January in the garden is about looking, not doing. The beds are bare or nearly so, and that nakedness is clarifying. You can see the structure of things — the bones of the garden, as the old gardeners used to say. Where the light falls in winter. Which spots drain well after rain and which ones hold standing water. Where the bare branches of the ornamental shrubs make interesting shadow patterns against the fence. These are things you cannot see when everything is in full, lush summer growth, and they are worth knowing.

So my first instruction for January is to go outside on a clear morning with a cup of something hot and just look. Don't pull anything or plant anything or move anything. Look at what remains after the season has stripped the garden back. Notice what looks beautiful even now — the skeletal structure of the climbing rose, the dried seed heads of the echinacea rattling in the wind, the moss that has crept across the path stones in the wetness of winter. The garden in January has a quiet beauty that we often miss because we're busy feeling guilty about not doing more.

Now, the things you can and should do: Prune roses, if you haven't yet. For most climates, late January is appropriate timing — after the hardest frosts have likely passed but before the plant pushes new growth. Cut to just above an outward-facing bud, at a slight angle, and remove any dead or crossing canes entirely. It feels brutal. The roses will thank you in June.
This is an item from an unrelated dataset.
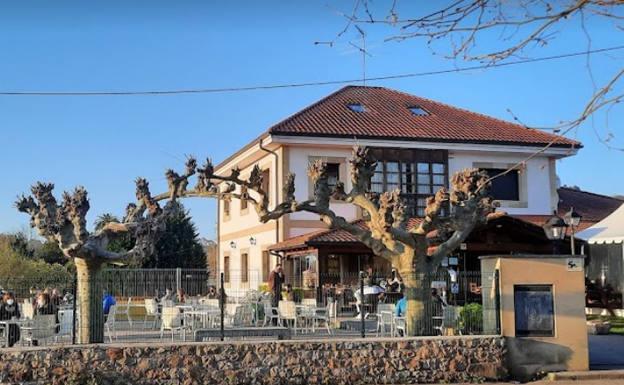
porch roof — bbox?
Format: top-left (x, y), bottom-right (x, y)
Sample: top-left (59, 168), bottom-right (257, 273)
top-left (269, 213), bottom-right (542, 251)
Check on any bulbs you've forced indoors. Paperwhites and amaryllis planted in November or December will be at various stages of bloom or growth now. They need light — more than most windows offer on cloudy January days — and consistent watering without being waterlogged. Move them to your sunniest windowsill.

Turn your compost if you have a pile. Even in winter, the pile needs occasional turning to incorporate air and keep the decomposition moving, however slowly. Add any kitchen scraps that have accumulated: vegetable peels, coffee grounds, eggshells. The pile asks very little of you in winter. Give it one turn and walk away.

Sharpen your tools. This is the January garden task that everyone knows about and almost no one does. A sharp hoe, a sharp spade, a sharp pair of pruners: these make every other garden task easier and more pleasurable. An hour spent sharpening tools on a cold January afternoon, inside with the radio on, is a very satisfying hour.

And then, yes — the planning. Sketch your beds if you want to. Think about what worked last year and what didn't. Consider where you want more height, more cutting flowers, more herbs within arm's reach of the kitchen door. The planning stage is genuinely useful, especially if it's connected to what you actually observed when you went outside and looked.

But the going outside and looking comes first. January is trying to teach you something. The lesson is: rest is productive. The bare garden is not a failed garden. It is a garden that knows what season it is.